Final answer:
To prevent riders from dropping in an amusement park ride, we used the coefficient of static friction and the radius of the spinning cylinder to determine the necessary centripetal force. We calculated an angular velocity and converted it to RPM, finding that approximately 15.6 RPM is needed. As this is not an available option, the closest and safest choice given is 18 RPM.
Step-by-step explanation:
Calculating Minimum Revolutions Per Minute
To find the minimum number of revolutions per minute (RPM) needed to prevent riders from dropping on an amusement park ride, we must consider the force of friction that acts on the riders. This force must be equal to or greater than the gravitational force pulling the riders toward the ground. We utilize the coefficient of static friction and the radius of the spinning cylinder to determine this.
The force of friction (f) can be calculated by using the formula: f = μmg, where μ is the coefficient of static friction, m is the mass of the rider, and g is the acceleration due to gravity (9.81 m/s²). The centripetal force (Fc) required to keep the rider against the wall is Fc = mv²/r, where v is the velocity of the rider, and r is the radius of the cylinder.

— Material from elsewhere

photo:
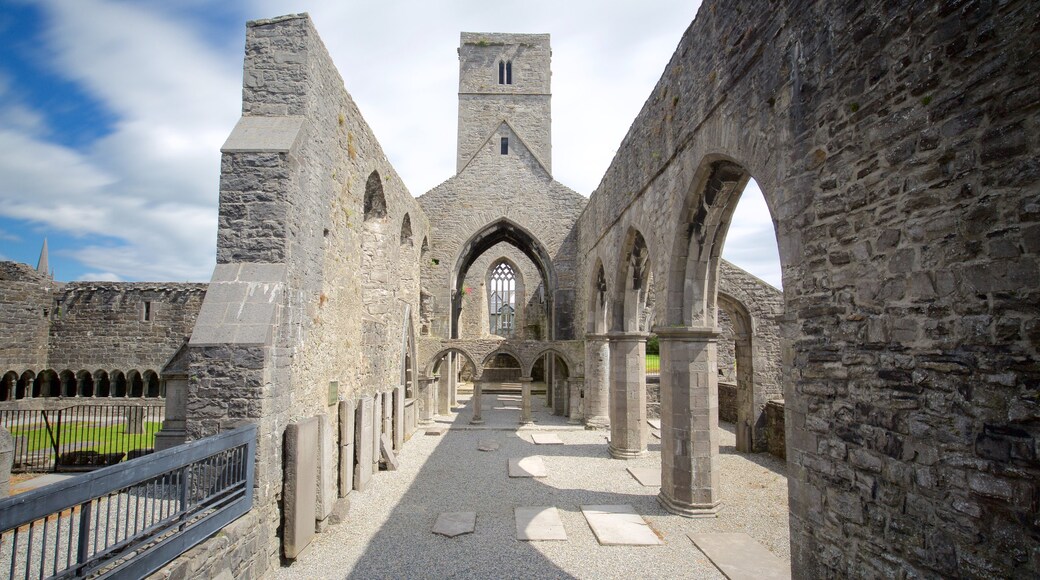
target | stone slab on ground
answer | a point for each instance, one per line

Since f = Fc, we can set these two equations equal to each other: μmg = mv²/r. Solving for v, we get v = sqrt(μr*g). As the ride is spinning in a circular motion, we need to find the angular velocity (ω) where v = ω*r. Therefore, substituting the value of v in ω = v/r, we obtain ω = sqrt(μ*g/r). Finally, to get RPM, we convert ω from radians per second to RPM through the relationship 1 RPM = 2π/60 radians/s.

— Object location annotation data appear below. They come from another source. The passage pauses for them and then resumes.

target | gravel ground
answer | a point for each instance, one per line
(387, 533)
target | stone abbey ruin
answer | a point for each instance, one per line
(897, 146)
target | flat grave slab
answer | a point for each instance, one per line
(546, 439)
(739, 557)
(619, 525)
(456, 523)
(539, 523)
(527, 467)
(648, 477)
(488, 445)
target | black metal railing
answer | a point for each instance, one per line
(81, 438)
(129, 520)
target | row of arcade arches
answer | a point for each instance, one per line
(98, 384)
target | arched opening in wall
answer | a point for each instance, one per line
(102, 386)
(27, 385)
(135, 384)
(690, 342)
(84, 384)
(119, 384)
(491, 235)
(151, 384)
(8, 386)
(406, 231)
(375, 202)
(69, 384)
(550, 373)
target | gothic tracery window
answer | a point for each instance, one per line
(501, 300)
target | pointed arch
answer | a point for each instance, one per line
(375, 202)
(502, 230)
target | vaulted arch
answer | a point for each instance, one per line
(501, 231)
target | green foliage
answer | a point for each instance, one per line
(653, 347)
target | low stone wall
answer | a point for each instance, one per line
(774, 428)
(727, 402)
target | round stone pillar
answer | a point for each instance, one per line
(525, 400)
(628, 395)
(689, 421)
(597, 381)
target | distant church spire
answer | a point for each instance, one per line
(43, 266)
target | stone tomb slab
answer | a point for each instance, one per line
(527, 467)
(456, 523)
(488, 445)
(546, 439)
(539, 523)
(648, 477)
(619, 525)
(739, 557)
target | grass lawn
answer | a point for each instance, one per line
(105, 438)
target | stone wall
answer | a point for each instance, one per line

Plugging in the given numbers: r = 4.2m and μ = 0.35, we get: ω = sqrt(0.35*9.81/4.2), which calculates to approximately 1.63 rad/s. Converting to RPM gives us RPM = (1.63*60)/(2π) which is about 15.6 RPM. The closest answer that is above this figure and hence safe enough to not let the riders fall is 16 RPM, which is not provided among the options a) 12 RPM b) 15 RPM c) 18 RPM d) 20 RPM. Therefore, either there is a mistake in the question, or the provided options are incorrect. For safety, we choose option c) 18 RPM which is the minimum acceptable RPM from the given choices.